Without the funding, public schools will have to reach further into the pockets of taxpayers with levy-increase requests, DiMauro said, something that shouldn’t have to happen under a system that constitutionally supports public schools.
DiMauro and others who support the funding model pointed to the $1 billion that went to scholarship funds including the EdChoice private school voucher program in 2023, which the legislature approved to give Ohio students near-universal eligibility to move to private schools of their choosing if they live in public school districts considered under-performing.
“If the speaker wants to talk about sustainability, you have to start with those numbers,” DiMauro said.
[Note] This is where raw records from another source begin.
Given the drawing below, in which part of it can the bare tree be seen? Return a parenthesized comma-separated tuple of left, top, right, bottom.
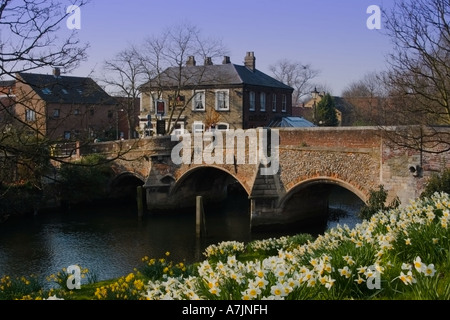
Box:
(138, 22, 228, 135)
(100, 47, 145, 139)
(0, 0, 89, 78)
(1, 0, 90, 165)
(0, 0, 102, 217)
(342, 71, 389, 125)
(381, 0, 450, 153)
(269, 59, 320, 106)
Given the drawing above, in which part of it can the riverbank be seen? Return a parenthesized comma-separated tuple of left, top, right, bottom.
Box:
(1, 192, 449, 300)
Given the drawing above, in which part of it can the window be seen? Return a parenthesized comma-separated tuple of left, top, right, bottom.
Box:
(74, 108, 81, 115)
(62, 89, 69, 94)
(173, 122, 185, 136)
(52, 109, 60, 118)
(41, 88, 52, 95)
(192, 121, 205, 133)
(215, 122, 229, 131)
(192, 90, 205, 111)
(282, 94, 287, 112)
(108, 110, 114, 118)
(90, 108, 95, 116)
(260, 92, 266, 112)
(272, 94, 277, 112)
(25, 109, 36, 122)
(215, 90, 229, 111)
(249, 91, 256, 111)
(64, 131, 71, 140)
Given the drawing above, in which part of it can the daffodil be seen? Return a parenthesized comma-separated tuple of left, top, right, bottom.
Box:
(413, 256, 424, 273)
(423, 264, 436, 277)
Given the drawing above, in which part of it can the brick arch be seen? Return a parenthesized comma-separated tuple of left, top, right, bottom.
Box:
(170, 165, 251, 196)
(110, 171, 146, 186)
(109, 171, 146, 200)
(279, 176, 368, 209)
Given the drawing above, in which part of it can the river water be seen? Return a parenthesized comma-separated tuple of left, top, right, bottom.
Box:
(0, 186, 363, 287)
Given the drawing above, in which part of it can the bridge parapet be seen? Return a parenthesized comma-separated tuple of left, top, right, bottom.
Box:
(97, 126, 449, 230)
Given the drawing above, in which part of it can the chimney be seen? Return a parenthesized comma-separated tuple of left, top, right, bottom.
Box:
(53, 67, 61, 77)
(204, 57, 213, 66)
(186, 56, 196, 66)
(244, 52, 255, 71)
(222, 56, 231, 64)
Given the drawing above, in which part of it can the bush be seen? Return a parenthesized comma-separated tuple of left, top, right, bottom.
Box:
(358, 185, 400, 220)
(421, 168, 450, 199)
(58, 154, 114, 206)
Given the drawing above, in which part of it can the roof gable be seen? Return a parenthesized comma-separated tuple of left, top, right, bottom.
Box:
(17, 72, 116, 105)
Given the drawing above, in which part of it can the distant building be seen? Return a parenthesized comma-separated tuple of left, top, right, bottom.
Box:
(295, 94, 354, 126)
(139, 52, 294, 135)
(14, 69, 118, 141)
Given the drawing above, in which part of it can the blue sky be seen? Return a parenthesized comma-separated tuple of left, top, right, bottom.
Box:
(64, 0, 394, 96)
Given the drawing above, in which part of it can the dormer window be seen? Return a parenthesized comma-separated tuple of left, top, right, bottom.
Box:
(42, 88, 52, 95)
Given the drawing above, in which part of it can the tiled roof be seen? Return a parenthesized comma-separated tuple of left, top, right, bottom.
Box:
(17, 72, 116, 105)
(140, 64, 294, 91)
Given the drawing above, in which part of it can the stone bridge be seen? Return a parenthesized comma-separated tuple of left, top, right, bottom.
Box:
(88, 126, 450, 230)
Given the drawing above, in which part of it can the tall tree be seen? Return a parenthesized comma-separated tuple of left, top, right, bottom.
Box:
(315, 93, 338, 126)
(382, 0, 450, 153)
(0, 0, 89, 174)
(0, 1, 123, 217)
(269, 59, 320, 105)
(101, 47, 145, 139)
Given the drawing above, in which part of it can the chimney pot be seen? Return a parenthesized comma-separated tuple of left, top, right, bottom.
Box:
(204, 57, 213, 66)
(53, 67, 61, 77)
(186, 56, 196, 66)
(244, 52, 256, 71)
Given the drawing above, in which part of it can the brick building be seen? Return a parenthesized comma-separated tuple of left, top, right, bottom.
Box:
(14, 69, 118, 141)
(139, 52, 294, 135)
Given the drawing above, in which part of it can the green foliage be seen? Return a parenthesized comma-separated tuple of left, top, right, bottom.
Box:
(358, 185, 400, 220)
(316, 93, 339, 126)
(0, 182, 42, 218)
(421, 168, 450, 199)
(58, 154, 114, 206)
(138, 254, 194, 281)
(0, 274, 42, 300)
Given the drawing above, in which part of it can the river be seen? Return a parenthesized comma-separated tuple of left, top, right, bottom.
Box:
(0, 186, 363, 287)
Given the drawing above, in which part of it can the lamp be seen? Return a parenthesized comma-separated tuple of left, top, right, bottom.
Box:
(116, 107, 124, 140)
(311, 87, 319, 125)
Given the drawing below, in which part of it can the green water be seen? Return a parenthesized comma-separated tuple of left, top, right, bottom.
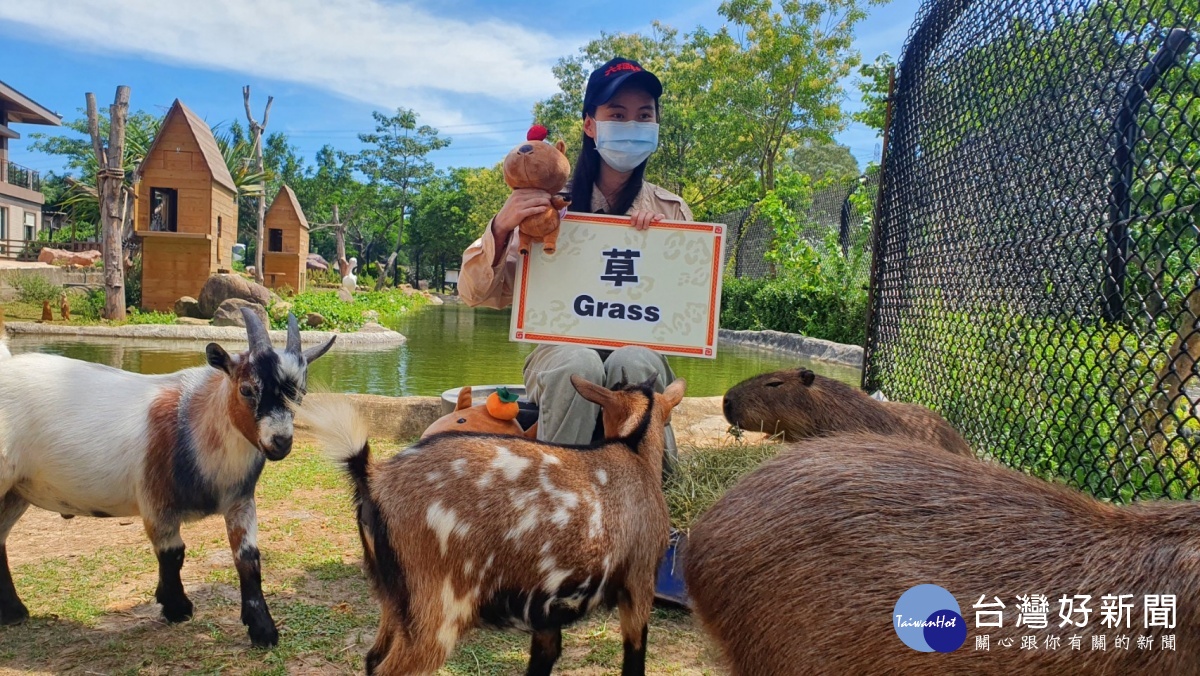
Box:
(5, 304, 861, 397)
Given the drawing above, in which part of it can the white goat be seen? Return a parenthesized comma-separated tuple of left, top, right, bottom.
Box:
(0, 308, 334, 647)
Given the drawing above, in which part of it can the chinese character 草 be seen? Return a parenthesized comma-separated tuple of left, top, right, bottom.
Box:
(600, 249, 641, 287)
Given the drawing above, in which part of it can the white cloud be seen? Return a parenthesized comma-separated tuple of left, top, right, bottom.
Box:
(0, 0, 581, 119)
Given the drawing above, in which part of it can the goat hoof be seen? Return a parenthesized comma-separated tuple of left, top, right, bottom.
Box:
(0, 602, 29, 625)
(248, 623, 279, 648)
(160, 599, 194, 623)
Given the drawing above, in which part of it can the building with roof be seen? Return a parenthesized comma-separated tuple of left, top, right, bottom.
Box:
(0, 79, 62, 258)
(262, 184, 310, 293)
(134, 99, 238, 311)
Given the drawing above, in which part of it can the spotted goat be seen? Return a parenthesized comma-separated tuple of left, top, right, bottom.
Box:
(305, 374, 687, 675)
(0, 308, 334, 647)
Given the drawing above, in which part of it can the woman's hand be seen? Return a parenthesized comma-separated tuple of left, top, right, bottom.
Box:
(494, 189, 553, 237)
(628, 210, 666, 231)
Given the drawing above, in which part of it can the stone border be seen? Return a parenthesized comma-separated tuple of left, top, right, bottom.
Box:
(719, 328, 863, 368)
(3, 321, 406, 348)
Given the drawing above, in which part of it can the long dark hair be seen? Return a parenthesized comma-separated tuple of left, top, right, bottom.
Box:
(568, 96, 658, 215)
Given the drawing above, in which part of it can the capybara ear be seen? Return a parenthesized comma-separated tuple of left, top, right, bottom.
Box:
(798, 368, 815, 386)
(455, 386, 472, 411)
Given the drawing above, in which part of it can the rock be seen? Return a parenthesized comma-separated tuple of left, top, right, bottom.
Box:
(400, 284, 414, 292)
(175, 317, 209, 326)
(359, 321, 389, 333)
(306, 312, 325, 328)
(338, 288, 354, 303)
(38, 248, 102, 267)
(362, 310, 380, 322)
(269, 302, 293, 322)
(212, 298, 270, 328)
(307, 253, 329, 271)
(418, 280, 430, 291)
(427, 294, 444, 306)
(198, 274, 271, 319)
(173, 296, 203, 319)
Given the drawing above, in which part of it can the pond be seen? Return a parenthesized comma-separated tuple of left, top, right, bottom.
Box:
(4, 304, 862, 397)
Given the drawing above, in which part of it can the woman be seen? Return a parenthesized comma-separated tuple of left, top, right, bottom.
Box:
(459, 57, 692, 470)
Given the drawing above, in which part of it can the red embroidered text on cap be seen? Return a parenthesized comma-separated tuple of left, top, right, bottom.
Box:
(605, 63, 643, 77)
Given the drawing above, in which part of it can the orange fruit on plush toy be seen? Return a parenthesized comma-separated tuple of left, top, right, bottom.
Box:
(486, 387, 521, 421)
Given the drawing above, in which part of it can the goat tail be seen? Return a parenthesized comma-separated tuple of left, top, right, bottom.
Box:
(297, 395, 372, 502)
(297, 395, 406, 610)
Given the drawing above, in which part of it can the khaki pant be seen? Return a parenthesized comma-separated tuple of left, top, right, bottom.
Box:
(524, 344, 679, 479)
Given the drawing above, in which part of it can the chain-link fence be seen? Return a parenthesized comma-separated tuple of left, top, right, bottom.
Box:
(863, 0, 1200, 502)
(719, 171, 879, 280)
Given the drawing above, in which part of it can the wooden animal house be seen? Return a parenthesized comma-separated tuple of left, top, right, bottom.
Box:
(262, 184, 309, 293)
(134, 99, 237, 311)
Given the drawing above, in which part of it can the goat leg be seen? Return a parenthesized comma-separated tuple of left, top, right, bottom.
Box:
(145, 516, 193, 623)
(526, 627, 563, 676)
(225, 498, 278, 648)
(0, 491, 29, 625)
(618, 586, 652, 676)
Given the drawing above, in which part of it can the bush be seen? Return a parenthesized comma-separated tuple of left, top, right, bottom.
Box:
(79, 288, 105, 320)
(7, 273, 63, 305)
(270, 288, 430, 332)
(720, 230, 869, 346)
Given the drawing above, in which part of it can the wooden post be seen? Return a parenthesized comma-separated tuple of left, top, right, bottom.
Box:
(244, 86, 274, 285)
(87, 86, 129, 321)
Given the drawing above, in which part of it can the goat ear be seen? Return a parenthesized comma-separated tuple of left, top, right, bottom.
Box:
(798, 369, 815, 386)
(206, 343, 235, 376)
(662, 378, 686, 411)
(571, 374, 616, 408)
(455, 386, 473, 411)
(303, 335, 336, 364)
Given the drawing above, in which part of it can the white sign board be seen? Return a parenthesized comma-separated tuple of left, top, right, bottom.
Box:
(510, 213, 725, 359)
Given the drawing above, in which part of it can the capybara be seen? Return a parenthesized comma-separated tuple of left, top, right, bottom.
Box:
(722, 367, 972, 456)
(684, 432, 1199, 675)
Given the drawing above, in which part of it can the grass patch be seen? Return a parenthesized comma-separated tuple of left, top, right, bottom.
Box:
(270, 288, 430, 332)
(665, 441, 783, 533)
(0, 441, 733, 674)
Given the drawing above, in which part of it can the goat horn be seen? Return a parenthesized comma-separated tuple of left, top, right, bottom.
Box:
(286, 313, 302, 354)
(241, 307, 273, 353)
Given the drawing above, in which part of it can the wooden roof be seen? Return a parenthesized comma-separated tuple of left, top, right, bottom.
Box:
(268, 184, 309, 230)
(0, 80, 61, 126)
(136, 99, 236, 192)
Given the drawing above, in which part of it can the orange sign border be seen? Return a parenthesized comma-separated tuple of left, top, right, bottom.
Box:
(511, 212, 724, 359)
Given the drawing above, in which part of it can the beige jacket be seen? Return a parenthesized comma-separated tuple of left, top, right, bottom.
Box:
(458, 181, 693, 310)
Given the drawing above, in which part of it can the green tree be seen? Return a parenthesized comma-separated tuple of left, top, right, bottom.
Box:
(853, 52, 893, 135)
(786, 139, 860, 182)
(354, 108, 451, 286)
(460, 163, 510, 237)
(706, 0, 887, 194)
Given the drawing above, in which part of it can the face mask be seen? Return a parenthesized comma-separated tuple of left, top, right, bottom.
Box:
(593, 120, 659, 173)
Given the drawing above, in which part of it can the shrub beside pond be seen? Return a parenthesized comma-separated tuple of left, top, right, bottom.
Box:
(271, 288, 430, 332)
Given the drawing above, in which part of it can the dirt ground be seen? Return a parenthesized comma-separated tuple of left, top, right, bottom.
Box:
(0, 440, 728, 676)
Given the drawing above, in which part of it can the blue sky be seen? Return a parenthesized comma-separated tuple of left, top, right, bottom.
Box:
(1, 0, 920, 179)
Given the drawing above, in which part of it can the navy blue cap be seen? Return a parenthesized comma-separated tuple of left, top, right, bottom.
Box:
(582, 57, 663, 119)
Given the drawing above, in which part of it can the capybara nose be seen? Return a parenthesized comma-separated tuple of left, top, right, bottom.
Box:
(518, 144, 534, 154)
(723, 397, 734, 424)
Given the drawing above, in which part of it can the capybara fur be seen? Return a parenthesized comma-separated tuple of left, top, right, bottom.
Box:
(684, 432, 1200, 675)
(723, 367, 972, 456)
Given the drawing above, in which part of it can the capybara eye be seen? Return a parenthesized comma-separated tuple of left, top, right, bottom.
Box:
(766, 381, 783, 388)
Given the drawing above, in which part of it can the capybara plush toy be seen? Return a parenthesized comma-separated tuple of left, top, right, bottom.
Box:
(684, 432, 1200, 675)
(722, 366, 972, 456)
(503, 124, 572, 255)
(420, 386, 537, 439)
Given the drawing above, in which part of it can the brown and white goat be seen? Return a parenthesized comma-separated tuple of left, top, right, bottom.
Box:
(0, 308, 334, 647)
(723, 367, 973, 456)
(684, 432, 1200, 675)
(306, 374, 687, 675)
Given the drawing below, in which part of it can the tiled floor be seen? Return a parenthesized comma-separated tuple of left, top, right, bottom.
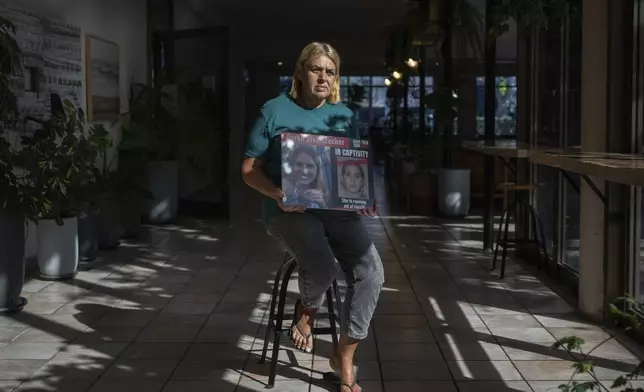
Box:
(1, 179, 642, 391)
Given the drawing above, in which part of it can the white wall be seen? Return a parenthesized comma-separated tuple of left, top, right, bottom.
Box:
(2, 0, 148, 262)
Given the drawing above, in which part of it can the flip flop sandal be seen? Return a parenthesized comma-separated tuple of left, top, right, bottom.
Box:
(330, 357, 361, 392)
(339, 380, 361, 392)
(290, 300, 313, 353)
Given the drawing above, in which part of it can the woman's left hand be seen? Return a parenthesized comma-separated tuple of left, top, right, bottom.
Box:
(302, 189, 326, 205)
(358, 203, 378, 217)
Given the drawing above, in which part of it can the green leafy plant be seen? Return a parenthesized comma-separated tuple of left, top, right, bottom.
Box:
(94, 124, 152, 206)
(0, 15, 37, 218)
(489, 0, 581, 41)
(19, 101, 105, 224)
(119, 78, 178, 162)
(552, 295, 644, 391)
(0, 15, 20, 131)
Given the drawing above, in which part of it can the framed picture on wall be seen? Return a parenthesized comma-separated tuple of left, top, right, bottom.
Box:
(85, 35, 120, 122)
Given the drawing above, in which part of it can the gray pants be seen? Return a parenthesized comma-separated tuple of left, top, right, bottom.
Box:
(265, 210, 385, 340)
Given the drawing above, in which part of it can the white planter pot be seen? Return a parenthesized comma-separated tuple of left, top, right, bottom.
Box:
(437, 168, 471, 217)
(37, 217, 78, 280)
(143, 160, 179, 223)
(0, 211, 27, 312)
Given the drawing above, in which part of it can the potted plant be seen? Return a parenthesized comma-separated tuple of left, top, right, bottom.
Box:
(19, 101, 103, 280)
(119, 78, 179, 224)
(92, 124, 151, 246)
(422, 0, 483, 217)
(0, 15, 35, 312)
(75, 125, 110, 262)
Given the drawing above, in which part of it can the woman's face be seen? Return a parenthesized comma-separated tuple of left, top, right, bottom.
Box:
(342, 165, 364, 194)
(300, 55, 337, 101)
(293, 152, 317, 185)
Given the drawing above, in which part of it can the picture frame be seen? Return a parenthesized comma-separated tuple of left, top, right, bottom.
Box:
(85, 35, 120, 122)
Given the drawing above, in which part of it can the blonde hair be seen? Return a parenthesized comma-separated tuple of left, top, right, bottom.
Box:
(290, 42, 341, 104)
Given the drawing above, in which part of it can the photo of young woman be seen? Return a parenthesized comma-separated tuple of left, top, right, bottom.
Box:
(282, 144, 329, 209)
(337, 158, 369, 200)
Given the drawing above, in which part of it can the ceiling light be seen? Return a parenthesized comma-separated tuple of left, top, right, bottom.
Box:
(392, 71, 402, 80)
(405, 58, 418, 68)
(277, 61, 283, 66)
(384, 78, 392, 86)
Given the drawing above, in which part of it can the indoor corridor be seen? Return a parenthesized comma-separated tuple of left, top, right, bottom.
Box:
(0, 179, 642, 392)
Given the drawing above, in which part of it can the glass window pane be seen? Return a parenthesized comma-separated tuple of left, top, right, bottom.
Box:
(349, 76, 370, 85)
(475, 76, 517, 136)
(563, 174, 580, 271)
(372, 76, 387, 86)
(536, 166, 557, 257)
(372, 87, 388, 108)
(639, 190, 644, 302)
(279, 76, 292, 94)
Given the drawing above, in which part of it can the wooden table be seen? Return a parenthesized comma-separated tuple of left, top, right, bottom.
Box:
(529, 150, 644, 304)
(530, 150, 644, 191)
(462, 140, 534, 251)
(462, 140, 533, 160)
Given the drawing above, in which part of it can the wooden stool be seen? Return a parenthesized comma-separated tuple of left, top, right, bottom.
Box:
(258, 252, 341, 388)
(492, 183, 548, 279)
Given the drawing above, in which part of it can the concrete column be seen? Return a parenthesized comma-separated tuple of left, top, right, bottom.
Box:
(579, 0, 609, 321)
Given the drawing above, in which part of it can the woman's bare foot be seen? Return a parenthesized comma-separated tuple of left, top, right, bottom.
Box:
(330, 355, 361, 392)
(291, 301, 315, 352)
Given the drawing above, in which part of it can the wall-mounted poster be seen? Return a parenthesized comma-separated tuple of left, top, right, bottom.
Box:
(85, 35, 119, 122)
(0, 2, 82, 133)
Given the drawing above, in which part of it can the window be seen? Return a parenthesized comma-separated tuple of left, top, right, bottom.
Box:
(279, 76, 292, 94)
(476, 76, 518, 137)
(278, 75, 391, 133)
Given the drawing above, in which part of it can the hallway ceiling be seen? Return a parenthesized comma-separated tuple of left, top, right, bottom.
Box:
(175, 0, 516, 68)
(199, 0, 413, 68)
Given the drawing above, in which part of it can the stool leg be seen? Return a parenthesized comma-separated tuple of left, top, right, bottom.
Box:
(325, 284, 339, 351)
(527, 203, 549, 268)
(492, 208, 509, 271)
(259, 256, 293, 364)
(526, 202, 542, 270)
(268, 261, 297, 388)
(332, 279, 341, 327)
(499, 204, 514, 279)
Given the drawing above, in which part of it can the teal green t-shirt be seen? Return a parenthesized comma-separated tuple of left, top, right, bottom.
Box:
(244, 93, 357, 220)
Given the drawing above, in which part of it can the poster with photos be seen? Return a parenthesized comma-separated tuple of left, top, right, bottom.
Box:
(0, 2, 83, 133)
(280, 132, 375, 211)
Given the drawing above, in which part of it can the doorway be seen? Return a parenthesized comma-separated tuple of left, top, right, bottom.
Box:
(153, 27, 230, 220)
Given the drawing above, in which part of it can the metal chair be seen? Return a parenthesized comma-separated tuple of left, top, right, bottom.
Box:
(258, 252, 341, 388)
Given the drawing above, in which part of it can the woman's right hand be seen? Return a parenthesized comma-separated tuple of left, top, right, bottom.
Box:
(272, 188, 306, 213)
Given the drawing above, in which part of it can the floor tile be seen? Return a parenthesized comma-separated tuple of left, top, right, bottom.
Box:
(171, 360, 244, 382)
(0, 381, 19, 392)
(88, 378, 165, 392)
(373, 327, 434, 343)
(162, 380, 237, 392)
(0, 360, 48, 380)
(380, 361, 452, 381)
(383, 381, 456, 392)
(101, 359, 178, 381)
(0, 343, 64, 360)
(440, 341, 509, 361)
(447, 361, 523, 381)
(13, 379, 93, 392)
(456, 380, 532, 391)
(0, 328, 28, 343)
(237, 377, 310, 391)
(513, 360, 593, 381)
(121, 343, 190, 360)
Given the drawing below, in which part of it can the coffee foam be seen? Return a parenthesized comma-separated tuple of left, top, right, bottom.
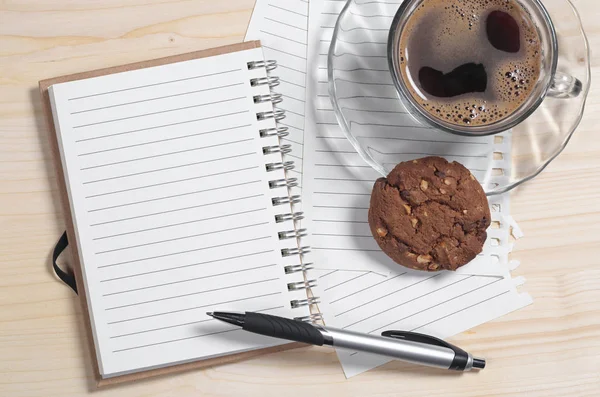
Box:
(399, 0, 542, 127)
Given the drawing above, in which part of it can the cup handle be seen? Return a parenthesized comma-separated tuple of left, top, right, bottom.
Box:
(547, 71, 583, 98)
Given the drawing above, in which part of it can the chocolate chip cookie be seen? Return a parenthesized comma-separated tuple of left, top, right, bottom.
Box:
(368, 156, 490, 271)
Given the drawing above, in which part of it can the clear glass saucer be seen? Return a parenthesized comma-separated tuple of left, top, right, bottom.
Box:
(328, 0, 590, 195)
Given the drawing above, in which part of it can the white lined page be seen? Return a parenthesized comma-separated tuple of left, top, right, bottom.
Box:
(302, 0, 510, 276)
(246, 0, 310, 197)
(49, 47, 309, 377)
(314, 268, 531, 377)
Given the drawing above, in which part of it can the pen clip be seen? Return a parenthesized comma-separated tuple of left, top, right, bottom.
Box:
(382, 330, 456, 349)
(381, 330, 469, 370)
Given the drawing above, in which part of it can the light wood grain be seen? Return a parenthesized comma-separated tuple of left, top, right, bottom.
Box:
(0, 0, 599, 396)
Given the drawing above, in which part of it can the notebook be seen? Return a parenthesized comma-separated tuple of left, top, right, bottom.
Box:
(39, 41, 318, 385)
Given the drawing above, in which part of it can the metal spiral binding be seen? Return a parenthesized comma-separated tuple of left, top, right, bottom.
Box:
(281, 247, 311, 257)
(288, 280, 318, 291)
(254, 93, 283, 105)
(263, 144, 292, 155)
(260, 127, 289, 138)
(275, 212, 304, 223)
(284, 262, 314, 274)
(291, 297, 321, 309)
(272, 195, 301, 206)
(253, 59, 321, 324)
(269, 178, 298, 189)
(257, 110, 286, 121)
(266, 161, 295, 172)
(247, 60, 277, 71)
(250, 76, 280, 88)
(278, 229, 308, 240)
(294, 313, 324, 323)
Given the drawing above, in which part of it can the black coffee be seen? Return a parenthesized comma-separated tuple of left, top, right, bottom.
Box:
(398, 0, 542, 127)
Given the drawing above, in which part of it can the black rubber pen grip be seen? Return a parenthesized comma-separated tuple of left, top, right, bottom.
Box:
(244, 312, 324, 346)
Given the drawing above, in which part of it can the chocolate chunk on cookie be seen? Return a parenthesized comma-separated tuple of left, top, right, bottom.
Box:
(368, 156, 490, 271)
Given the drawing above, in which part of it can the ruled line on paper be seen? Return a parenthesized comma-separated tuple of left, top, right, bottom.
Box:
(314, 165, 373, 169)
(281, 93, 305, 103)
(409, 290, 510, 332)
(70, 83, 246, 114)
(264, 17, 307, 31)
(324, 273, 370, 292)
(88, 180, 262, 213)
(103, 264, 279, 296)
(313, 233, 372, 238)
(313, 219, 368, 224)
(279, 78, 307, 88)
(72, 97, 247, 128)
(278, 64, 307, 74)
(105, 278, 280, 310)
(263, 45, 307, 60)
(334, 275, 442, 318)
(92, 206, 266, 236)
(112, 329, 242, 352)
(75, 119, 252, 143)
(67, 68, 242, 101)
(83, 154, 257, 185)
(110, 305, 285, 339)
(260, 30, 307, 45)
(328, 273, 407, 305)
(368, 278, 502, 333)
(80, 137, 254, 169)
(85, 166, 259, 199)
(99, 250, 274, 282)
(89, 194, 265, 226)
(320, 270, 339, 279)
(313, 190, 372, 194)
(77, 125, 252, 156)
(95, 221, 270, 255)
(313, 247, 381, 252)
(268, 3, 308, 17)
(98, 236, 272, 268)
(107, 292, 283, 325)
(342, 276, 474, 329)
(278, 121, 303, 131)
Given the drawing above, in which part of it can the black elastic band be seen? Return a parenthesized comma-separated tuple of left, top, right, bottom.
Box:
(52, 231, 78, 294)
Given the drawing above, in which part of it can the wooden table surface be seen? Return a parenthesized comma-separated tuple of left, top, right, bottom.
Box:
(1, 1, 598, 396)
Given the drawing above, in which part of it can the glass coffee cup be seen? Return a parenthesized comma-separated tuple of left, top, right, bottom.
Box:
(328, 0, 590, 194)
(388, 0, 583, 137)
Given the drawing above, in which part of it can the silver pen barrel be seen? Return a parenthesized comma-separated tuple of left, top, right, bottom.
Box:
(318, 326, 475, 370)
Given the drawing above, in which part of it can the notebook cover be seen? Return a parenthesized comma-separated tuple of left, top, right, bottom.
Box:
(39, 40, 304, 387)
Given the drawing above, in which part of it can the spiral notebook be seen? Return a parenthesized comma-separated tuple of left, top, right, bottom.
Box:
(39, 41, 318, 385)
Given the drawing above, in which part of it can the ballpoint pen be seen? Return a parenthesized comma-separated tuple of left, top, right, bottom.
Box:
(207, 311, 486, 372)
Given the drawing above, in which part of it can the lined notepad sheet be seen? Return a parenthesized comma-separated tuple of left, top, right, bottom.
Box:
(246, 0, 310, 198)
(49, 47, 311, 377)
(302, 0, 512, 276)
(314, 266, 532, 377)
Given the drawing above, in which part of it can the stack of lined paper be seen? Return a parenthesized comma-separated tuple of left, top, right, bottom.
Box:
(246, 0, 531, 378)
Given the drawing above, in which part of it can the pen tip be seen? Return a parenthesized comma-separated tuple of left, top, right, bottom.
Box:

Late last year, the legislature also removed provisions of a bill that would have added accountability measures to the private school voucher program, despite education advocates asking that accountability measures for private schools match those of public schools.
That demand for accountability includes an ongoing lawsuit that seeks to eliminate EdChoice from the state’s educational portfolio. The group Vouchers Hurt Ohio is leading the effort in a court battle that has specifically targeted Huffman for answers on the process of passing legislative measures that support and fund EdChoice.
Eric Brown, former Ohio Supreme Court chief justice and chair of the steering committee for Vouchers Hurt Ohio, said the group “never trusted that state lawmakers would fully fund public schools.”
“Instead they are intent on giving refunds and rebates to wealthy families to pay for private schools and forcing homeowners and taxpayers to pay more for their local public schools,” Brown said in a statement. “We believe this system is unsustainable and unconstitutional.”
DiMauro acknowledged that the Fair School Funding Plan will require inputting the real costs on an ongoing basis to account for inflation, and having the funding method keep up with those costs, but to do so would only be keeping up with what the constitution asks of state leaders, he said.
“It means finally having a system that will meet the requirements of the constitution and serve the needs of the nearly 90% of students who are in our public schools,” DiMauro said.
Aaron Churchill, Ohio research director for charter school advocates The Fordham Institute, said the cost of the Cupp-Patterson plan is “something that the legislature is just going to have to grapple with over the longterm.”
Charter schools in Ohio have “long been underfunded,” Churchill said, and the fact that public school enrollment has seen a decline in recent years shows that public schools “should have less need for funding” but also more focus on putting the funding “where the needs are the greatest.”
“Our school funding should be driven by enrollment and head counts,” Churchill said. “There’s a lot of money going to our public schools, so the dollars are going even further than they would if our state had a growing student population.”
The enrollment in public schools has gone down slightly over the past few years, though some experts attribute that to a national decline in birth rates more than participation choices. The National Center for Education Statistics sets projections for enrollment, and estimates Ohio’s public school student enrollment will go down by 7.6% by 2031, a loss of more than 127,000 students.
The most recent data from the Ohio Department of Education and Workforce showed more than 1.75 million students in public schools, versus 173,156 students in the state’s non-public schools.
The public school numbers showed a loss of 5,400 students compared to numbers reported by the ODEW in fiscal year 2023. That’s down from 2022 as well, but public schools saw an increase of nearly 18,000 students between 2021 and 2022, according to state data.
Non-public schools have seen gradual increases since fiscal year 2021, when enrollment was reported at 162,917.
Still, in the 2022-2023 school year, the ODEW reported 88% of schools in Ohio were traditional public schools, followed by community schools at 9.4% and vocational schools at 2.1%.